Despite a tepid 44 per cent approval rating, Biden, nevertheless, demonstrated a steady hand and a kind of calmness in the wake of the GOP’s madness of the previous four years that struck a positive chord with voters, strong enough to survive Democrat’s years-proven ability to shoot themselves in the foot. In the circumstances, Biden proved a level of resilience born out of his legions of years in the Senate trenches and buffeted by his years with Obama whose oratory he drew on time and again in reminding wayward Democrats and jaded conservative Republicans of what was at stake. The success of this approach must be measured against the current election results.

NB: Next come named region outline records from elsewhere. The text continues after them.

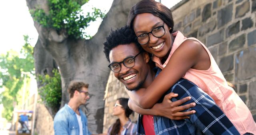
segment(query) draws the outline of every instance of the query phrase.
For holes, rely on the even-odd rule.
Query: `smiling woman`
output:
[[[136,134],[136,124],[132,123],[129,116],[133,111],[128,107],[129,99],[120,98],[113,107],[113,115],[118,119],[108,129],[108,135],[133,135]]]
[[[150,32],[163,23],[166,32],[161,36]],[[152,108],[182,77],[196,84],[212,98],[241,134],[256,133],[256,124],[250,110],[228,85],[206,46],[196,38],[185,37],[178,31],[173,32],[174,21],[169,8],[153,0],[142,0],[131,9],[127,24],[139,42],[142,43],[138,37],[148,35],[147,42],[141,46],[153,55],[156,66],[162,70],[146,89],[132,93],[130,98],[138,105]],[[171,108],[175,110],[178,106]],[[176,117],[180,119],[182,116]]]

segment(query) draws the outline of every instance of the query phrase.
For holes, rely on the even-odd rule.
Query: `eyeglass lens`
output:
[[[139,36],[137,40],[140,44],[147,44],[149,41],[149,36],[148,34],[150,33],[152,34],[152,35],[156,38],[160,38],[164,36],[165,34],[165,30],[164,28],[164,26],[157,27],[154,29],[152,30],[151,32],[148,33],[143,34]]]
[[[123,63],[124,66],[127,68],[132,68],[134,66],[134,60],[132,57],[128,57],[124,60]],[[114,72],[118,72],[121,69],[121,65],[119,63],[116,63],[110,65],[111,70]]]

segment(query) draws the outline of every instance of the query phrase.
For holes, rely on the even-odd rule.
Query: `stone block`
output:
[[[200,24],[201,20],[200,20],[198,19],[193,23],[192,27],[194,28],[195,27],[196,27],[197,26],[199,26]]]
[[[193,37],[195,38],[197,38],[197,30],[192,32],[188,36],[188,37]]]
[[[214,58],[215,61],[216,61],[218,57],[218,46],[216,46],[212,47],[209,48],[208,49],[212,57],[213,57],[213,58]]]
[[[224,33],[223,30],[222,30],[209,36],[207,38],[207,44],[206,45],[209,46],[223,41],[224,38]]]
[[[252,12],[256,11],[256,0],[252,0]]]
[[[253,118],[253,119],[254,119],[255,123],[256,123],[256,114],[253,115],[252,117]]]
[[[233,12],[233,5],[230,4],[218,12],[218,28],[224,26],[231,21]]]
[[[253,22],[251,18],[249,17],[243,20],[242,22],[242,25],[241,30],[244,30],[252,27]]]
[[[184,28],[183,32],[185,34],[187,34],[188,33],[190,32],[191,30],[191,24],[186,26]]]
[[[205,34],[212,31],[216,27],[216,21],[214,19],[210,20],[208,23],[202,25],[198,29],[199,36],[203,36]]]
[[[234,68],[234,56],[230,55],[220,59],[219,67],[222,72],[230,71]]]
[[[248,46],[250,46],[256,44],[256,30],[249,33],[247,35]]]
[[[184,19],[183,19],[183,26],[185,26],[186,25],[187,25],[187,24],[188,24],[188,23],[189,23],[189,16],[188,15],[185,16],[185,17],[184,17]]]
[[[239,93],[242,93],[247,92],[247,84],[240,84],[239,86]]]
[[[246,104],[246,100],[247,99],[247,98],[246,98],[246,96],[245,95],[243,95],[239,96],[239,97],[240,97],[242,100],[244,101],[244,103]]]
[[[249,103],[250,110],[256,109],[256,81],[251,82],[249,85]]]
[[[222,43],[219,45],[219,55],[222,55],[227,52],[227,48],[228,44],[227,42]]]
[[[202,21],[205,22],[211,17],[212,14],[212,3],[209,3],[204,7],[202,12]]]
[[[221,6],[222,1],[221,0],[217,0],[213,2],[213,9],[215,9]]]
[[[200,16],[200,15],[201,15],[201,8],[198,8],[196,10],[196,18]]]
[[[228,38],[231,35],[238,33],[240,30],[240,22],[238,21],[235,23],[230,25],[226,31],[226,38]]]
[[[231,52],[241,48],[245,44],[245,34],[243,34],[231,41],[228,45],[229,51]]]
[[[256,76],[256,47],[250,47],[240,51],[235,57],[236,81]]]
[[[189,21],[190,22],[192,22],[195,20],[196,18],[196,12],[192,12],[189,15]]]
[[[224,77],[227,81],[231,82],[234,80],[234,73],[227,74],[224,75]]]
[[[236,2],[236,4],[238,4],[243,1],[243,0],[237,0]]]
[[[243,16],[250,10],[250,2],[247,1],[236,8],[236,18]]]
[[[236,93],[237,93],[237,85],[236,84],[234,85],[235,88],[234,88],[234,90],[236,92]]]
[[[214,16],[216,14],[216,12],[214,12],[212,13],[212,16]]]

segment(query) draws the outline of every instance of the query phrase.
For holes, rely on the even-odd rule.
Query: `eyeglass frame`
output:
[[[165,34],[165,29],[164,29],[164,24],[165,24],[165,23],[164,22],[164,24],[162,26],[158,26],[158,27],[156,27],[154,28],[154,29],[152,29],[152,30],[151,30],[151,32],[148,32],[148,33],[142,33],[141,34],[139,35],[139,36],[138,36],[136,37],[136,38],[135,38],[136,39],[136,40],[137,40],[137,41],[138,41],[138,42],[139,42],[139,43],[140,45],[144,45],[144,44],[146,44],[147,43],[148,43],[148,42],[149,41],[149,40],[150,40],[149,35],[148,35],[148,34],[149,34],[150,33],[151,33],[151,34],[152,34],[152,35],[153,35],[153,36],[154,36],[154,37],[155,37],[156,38],[161,38],[161,37],[162,37],[163,36],[164,36],[164,34]],[[153,31],[153,30],[155,30],[155,29],[156,29],[156,28],[159,28],[159,27],[162,27],[164,29],[164,33],[163,35],[162,35],[162,36],[160,36],[157,37],[157,36],[155,36],[155,35],[154,35],[154,34],[153,34],[153,33],[152,33],[152,32]],[[140,36],[141,35],[145,34],[146,34],[147,35],[148,35],[148,42],[146,43],[145,44],[140,44],[140,42],[138,40],[138,37]]]
[[[109,64],[108,66],[108,68],[109,68],[110,69],[110,70],[111,70],[111,71],[113,71],[113,72],[114,72],[115,73],[118,73],[118,72],[120,72],[120,71],[121,71],[121,68],[122,68],[122,65],[121,65],[121,64],[122,63],[123,63],[123,64],[124,65],[124,66],[126,67],[127,68],[132,68],[134,66],[134,65],[135,65],[135,58],[136,58],[136,57],[137,57],[137,56],[138,56],[139,54],[140,54],[140,53],[141,53],[142,52],[143,52],[142,51],[140,51],[140,52],[139,52],[138,54],[137,54],[136,55],[135,55],[135,56],[134,56],[133,57],[128,57],[126,58],[124,58],[124,60],[122,61],[121,62],[114,62],[114,63],[111,63],[110,64]],[[131,67],[127,67],[126,65],[125,65],[125,64],[124,64],[124,62],[126,60],[127,60],[127,59],[130,58],[132,58],[133,60],[134,61],[134,64],[133,65],[133,66],[132,66]],[[112,69],[111,69],[111,68],[110,68],[110,66],[112,64],[118,64],[119,65],[119,66],[120,66],[120,69],[119,70],[119,71],[113,71],[113,70],[112,70]]]
[[[90,94],[89,93],[89,92],[88,91],[82,91],[82,90],[80,90],[79,91],[79,93],[83,93],[84,94],[85,94],[85,95],[86,96],[88,96],[88,95],[89,95]]]
[[[114,106],[114,107],[116,107],[117,106],[119,106],[121,107],[123,107],[123,106],[121,105],[120,104],[119,104],[119,103],[116,103],[116,104],[115,104],[115,105]]]

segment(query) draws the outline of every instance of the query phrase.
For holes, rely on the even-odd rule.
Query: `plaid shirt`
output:
[[[136,134],[136,127],[137,125],[132,123],[130,119],[124,125],[124,129],[121,132],[120,135],[135,135]],[[108,135],[110,135],[110,132],[113,128],[113,125],[108,128]]]
[[[159,69],[156,75],[160,71],[161,69]],[[171,99],[172,101],[190,96],[191,99],[182,105],[195,103],[196,106],[184,111],[194,110],[196,113],[189,115],[190,119],[179,121],[154,116],[154,131],[156,135],[240,135],[213,99],[193,83],[181,79],[165,94],[172,92],[178,94],[178,97]],[[164,97],[162,97],[158,103],[162,101]],[[137,135],[145,134],[142,122],[142,115],[140,115],[139,117]]]

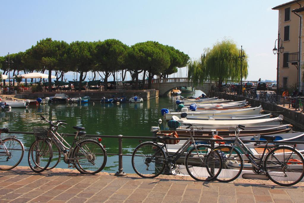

Trumpism, while not dead, has infected the GOP with sepsis and the threat to American democracy has seemingly been given a strong pushback, at least for the time being.  In the wake of this, the Red Wave that was projected by Biden’s critics failed to materialize in these mid-term elections and although a few key Senate races remain uncalled – including contests in Nevada and Arizona, and in Georgia, that Senate contest between Raphael Warnock and the GOP’s Herschell Walker will go to a runoff. On Tuesday night, Democratic incumbent Senator Maggie Hassan, a first-term Democrat who faced Republican retired Army Brigadier General Don Bolduc, won her race. At the same time Lieutenant Governor John Fetterman flipped the open Pennsylvania seat by brushing aside the TV doctor. A loss of either race would certainly have ended the Democrats’ hopes of retaining their majority and while it appears that the Dems will hold on to the Senate, at the very least Republicans will not have their own way in the House as their bitterly divided caucus has so far shown.

It is left to be seen whether Republicans will now grow some balls and chase away Trump whose weight and stench has now become worse than that of a dead albatross strapped around the neck of the GOP.